What does this portend for Black folks?

Well, which ones? LeBron, Beyonce’, Earl Graves, Magic, Oprah, Ken Chenault, and other well-to-do Black folks will be just fine. Oh, I forgot to add Steve “how to be a man” Harvey.

Poor and working-class Blacks, on the other hand, are caught between a rock and NO place—the “hard place” option no longer exists.

Simply put, the current economic crisis is much deeper than job and business creation. Both can be undertaken and still feature exploited workers with no health benefits or a living wage.

So what options exist for the Black poor and working class?

First, at the very least, poor and working-class Blacks need to organize. They should not be seduced by political slogans of hope.

Black youth, whose unemployment numbers are approaching a staggering 50 percent, for example, have to be aware of Arab young people using the “white man’s magic” (cell phones, Internet, FaceBook, and Twitter) to revolt against oppressive regimes. In doing so, some Arabs have made references to Martin Luther King, Jr. and Malcolm X.

Yet, Black youth have failed to capitalize on the growing trend of using technology for political mobilization to address staggering unemployment and other issues that impact their lives.

According to a recent Target Market News Report, Black-Americans spent $9.4 billion dollars on cell phones and connectivity services in 2009.  This is regarded as a growing market.

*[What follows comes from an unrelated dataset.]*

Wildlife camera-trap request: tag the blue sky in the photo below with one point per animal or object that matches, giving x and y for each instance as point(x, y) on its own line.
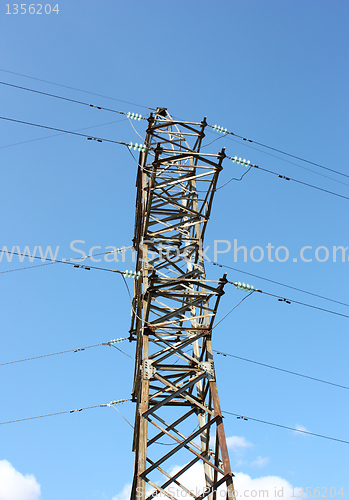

Even so, cutting-edge smart phones do not constitute Black political or economic power, especially for millions of Black youth for who technology is used primarily in the hot pursuit of foolishness.

Second, the disproportionate number of Blacks employed by municipal, state, and federal government need to wake up to the budget deficit game being played in Washington. It is not far-fetched to imagine the possibility that they may be sacrificed en masse. Beyond these workers themselves, budget cuts also translate into an assault on working and middle-class Blacks.

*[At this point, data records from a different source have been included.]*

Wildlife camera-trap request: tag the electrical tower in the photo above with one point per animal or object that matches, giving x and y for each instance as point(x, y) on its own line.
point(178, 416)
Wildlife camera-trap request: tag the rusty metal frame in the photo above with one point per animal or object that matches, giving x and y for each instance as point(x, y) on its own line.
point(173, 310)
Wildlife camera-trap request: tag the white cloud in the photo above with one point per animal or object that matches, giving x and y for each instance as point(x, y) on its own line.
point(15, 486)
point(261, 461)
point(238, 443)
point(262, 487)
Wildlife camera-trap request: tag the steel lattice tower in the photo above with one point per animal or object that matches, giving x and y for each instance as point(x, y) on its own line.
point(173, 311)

And finally, for Black folks who did not have jobs in the first place, surviving in the underground and barter economy—as they have always done—is the most viable option. They, like many of their counterparts across race trapped in jobless urban centers and rural areas, are caught in the middle of history.

What does all of this mean for Black voters and the 2012 presidential election?

Black voters, especially the poor and middle-class, need to eschew “the auto-vote” paradigm as it relates to the Democratic Party. They need to make the Democrats earn their vote in 2012 and thereafter. It is just that simple.

The 2012 presidential election cannot be about hope redux. It has to be about how Black voters, as a crucial voting bloc, understand political power. It has to be about Blacks forcing Democrats and Republicans alike to create policies that result in tangible social and economic gains.